図7の中空部内に充填された液状シリコーンゴムは、画像では黒色に見えている。
【0060】
[比較例1]
実施例1と同様にして得たエッチング処理済シートを得て、これを比較例の電気コネクターとして、以下の試験に用いた。
【0061】
[評価]
実施例1、比較例1の電気コネクターを、疑似被検査用パッケージ(ダミーパッケージ)の複数の半田ボールに対してデイジーチェーンとなるように、複数の電極及び回路が形成された基板の上に配置した。基板上の電気コネクターの上に、半田ボールと電気コネクターが接触するように、複数の半田ボールが形成されたダミーパッケージを配置した。
ダミーパッケージは、φ0.2の半田ボールが0.3mmピッチで8×8にマトリックス上に配置しており、基板とデイジーチェーン接続できる内部回路を有するものを使用した。
φ1mmの円柱状プローブにより、ダミーパッケージを圧縮し、デイジーチェーン接続における抵抗値を測定した。
デイジーチェーン接続の最初と最後の箇所の電極から、配線を引き出し、抵抗測定器(商品名:RM3545-01、日置電機株式会社製)と接続した。

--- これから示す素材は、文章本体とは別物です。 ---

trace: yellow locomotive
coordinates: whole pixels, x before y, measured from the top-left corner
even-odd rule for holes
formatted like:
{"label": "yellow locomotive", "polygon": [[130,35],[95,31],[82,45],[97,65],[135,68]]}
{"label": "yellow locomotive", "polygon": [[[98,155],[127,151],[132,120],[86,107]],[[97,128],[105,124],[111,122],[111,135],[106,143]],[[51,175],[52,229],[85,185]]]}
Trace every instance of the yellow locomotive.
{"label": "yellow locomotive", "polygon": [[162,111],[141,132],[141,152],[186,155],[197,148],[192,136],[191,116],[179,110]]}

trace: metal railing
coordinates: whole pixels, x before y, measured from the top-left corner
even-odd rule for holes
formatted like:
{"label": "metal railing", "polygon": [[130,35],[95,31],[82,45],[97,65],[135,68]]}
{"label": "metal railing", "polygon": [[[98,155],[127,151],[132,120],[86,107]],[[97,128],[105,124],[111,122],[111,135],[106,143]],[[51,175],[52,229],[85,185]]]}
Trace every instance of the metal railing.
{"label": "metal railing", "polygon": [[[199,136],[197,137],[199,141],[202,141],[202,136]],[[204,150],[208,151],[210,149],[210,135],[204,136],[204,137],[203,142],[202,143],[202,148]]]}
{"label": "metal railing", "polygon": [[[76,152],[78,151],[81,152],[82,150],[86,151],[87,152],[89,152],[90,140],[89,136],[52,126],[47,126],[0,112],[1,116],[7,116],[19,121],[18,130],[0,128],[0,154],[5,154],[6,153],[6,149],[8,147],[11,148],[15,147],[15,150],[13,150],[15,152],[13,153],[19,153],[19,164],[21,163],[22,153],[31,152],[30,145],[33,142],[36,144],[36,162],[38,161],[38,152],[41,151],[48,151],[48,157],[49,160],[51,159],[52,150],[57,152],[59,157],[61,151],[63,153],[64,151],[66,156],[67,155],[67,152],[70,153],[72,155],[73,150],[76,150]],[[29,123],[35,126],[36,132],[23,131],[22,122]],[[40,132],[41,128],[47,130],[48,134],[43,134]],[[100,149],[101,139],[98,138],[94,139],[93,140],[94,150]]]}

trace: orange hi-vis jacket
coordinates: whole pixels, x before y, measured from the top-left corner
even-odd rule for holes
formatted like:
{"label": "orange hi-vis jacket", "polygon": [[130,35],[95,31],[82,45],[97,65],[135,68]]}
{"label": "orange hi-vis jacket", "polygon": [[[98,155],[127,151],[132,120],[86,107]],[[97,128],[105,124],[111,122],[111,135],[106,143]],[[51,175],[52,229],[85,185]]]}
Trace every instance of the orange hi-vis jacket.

基板における全ての電極と ダミーパッケージにおける全ての半田ボールを電気コネクターにより電気的に直列的に接続できた場合、抵抗値が測定できるようにした。
【0062】
ダミーパッケージの押し当てを繰り返し、以下の基準で評価した。
A:5000回の圧接を繰り返しても、抵抗値が2Ω/半田ボール未満
B:抵抗値が2Ω/半田ボール以上になる圧接の繰り返し回数が、3000回未満
【0063】
実施例1の電気コネクターの測定結果は、
図8に示す通り、5000回の圧接を繰り返しても抵抗値はほとんど変化せず、非常に優れた耐久性を示した。また、圧接に必要な荷重は小さく、デバイスの接続端子を傷付ける恐れは無かった。評価基準の判定はAであった。
【0064】
比較例1の電気コネクターの測定結果は、
図9に示す通り、実施例と比べて早い段階で抵抗値の上昇が観測された。評価基準の判定はBであった。
【0065】
実施例1の電気コネクターの5000回の圧接後の主面のSEM像を
図10に示す。圧接後においても導電部材の先端が主面に露出しており、デバイスの接続端子と充分に接続を取れる状態であった。
【0066】
比較例1の電気コネクターの5000回の圧接後の主面のSEM像を
図11に示す。導電部材の先端の一部が主面に露出しておらず、電気コネクターの内部に埋没しており、デバイスの接続端子との接続が不安定になり得る状態であった。